Formation et emplois
18:19 28 juillet 2015 | mise à jour le: 14 juin 2021 à 14:56 Temps de lecture: 4 minutes

Une tonne d’offres d’emploi en vente-conseil

Une tonne d’offres d’emploi en vente-conseil
Photo: MétroSeller helping shopper choose clothes in store

Le plus court des DEP (900 heures) permet d’accéder à une profession stimulante… et bien rémunérée!

Le milieu de la vente et du service à la clientèle va bien au-delà des tâches qu’assume l’adolescente qui attribue des cabines d’essayage en boutique. «Des emplois dans la vente, il y en a partout! Pensez à un produit ou à un service, et il y a quelqu’un quelque part qui l’a vendu», dit Lyne Maurice, enseignante et coordonnatrice de stages à l’École des métiers de l’informatique, du commerce et de l’administration (ÉMICA), à Montréal.

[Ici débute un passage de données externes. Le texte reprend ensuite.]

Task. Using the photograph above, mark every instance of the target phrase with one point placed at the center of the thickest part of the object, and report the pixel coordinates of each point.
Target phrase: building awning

Les offres d’emploi pour les diplômés sont nombreuses et variées: vente de papier de toilette aux institutions, de graisses spéciales pour les industries ou de tracteurs pour les fermiers, conseiller en vente automobile chez un concessionnaire, représentant du service à la clientèle dans une caisse ou une banque, responsable d’un centre d’appel, etc. «Je reçois de deux à quatre offres d’emploi par semaine», affirme Mme Maurice. Même si le DEP en vente-conseil n’est généralement pas obligatoire pour accéder à ces professions, il est un atout non négligeable. «De plus en plus de responsables des ressources humaines nous contactent directement pour combler leurs besoins de main-d’œuvre», souligne l’enseignante et coordonnatrice de stages chez ÉMICA.

Au-delà du diplôme, certaines qualités sont essentielles pour réussir dans ce domaine. «Pour être un bon vendeur, il ne suffit pas d’être un grand parleur. Il faut être capable d’écouter et de poser les bonnes questions au bon moment afin de bien cerner son client et de répondre à ses demandes», explique Mme Maurice. En plus du DEP, de nombreuses compagnies exigent un diplôme d’études secondaires.

«Je suis très à l’aise financièrement, après seulement neuf mois de formation.» – Christian Lavoie, conseiller stratégies de croissance

Faits saillants

  • Salaire initial moyen (commerce de détail exclu): de 16$ à 20$ l’heure
  • Taux de placement: 90%
  • Aider les entreprises à mieux faire sur le web

Aider les entreprises à mieux faire sur le web

Commis-vendeur ChristianCV
Christian Lavoie, conseiller en stratégies de croissance

  • Formation : DEP vente-conseil, École des métiers de l’informatique, du commerce et de l’administration (ÉMICA), 2014-2015
  • Employeur au moment de l’entrevue : Stratégies Performaction Inc.
  • Dans la profession depuis : 2015

Pourquoi avez-vous choisi cette profession?
Les ventes me passionnent depuis longtemps. Avant de m’inscrire au DEP, j’ai travaillé trois ans pour un concessionnaire automobile, ce qui m’a permis d’apprendre beaucoup en côtoyant des gens expérimentés. Quand mon poste a été aboli, j’ai voulu parfaire mes connaissances dans le milieu de la vente-conseil.

Quelles sont les principales tâches d’un conseiller en stratégies de croissance?
La compagnie pour laquelle je travaille se spécialise en gestion et en croissance d’entreprise. En tant que conseiller, mon travail consiste à promouvoir nos services de planification, d’accompagnement et de stratégie Web. Ça peut donc être la création ou l’optimisation d’un site internet, la création de cartes d’affaires ou de logos d’entreprise, la réalisation des vidéos corporatives, etc.

Quelles qualités doit posséder un conseiller en stratégies de croissance?
Il doit avoir de l’organisation afin de bien gérer son temps et du professionnalisme afin de bien servir les clients.

Quels aspects du travail préférez-vous?
Le contact humain. Je voyage beaucoup et je rencontre plein de monde. De plus, contrairement à la vente de produits, mon travail est davantage axé sur le service, sur l’aide que je peux offrir aux entreprises afin qu’elles-mêmes se vendent mieux et grandissent.

Quelles sont les difficultés liées à votre travail?
Je dois être capable de gérer les multiples appels, courriels et contacts. Je rencontre beaucoup de gens et j’ai parfois du mal à me remémorer tous les détails d’un projet à un autre.

Quels conseils donneriez-vous à quelqu’un qui veut s’inscrire au DEP en vente-conseil?
De foncer! Ça vaut la peine d’y croire et de se rendre au bout de la formation malgré les hésitations et les difficultés qui peuvent survenir en cours de route.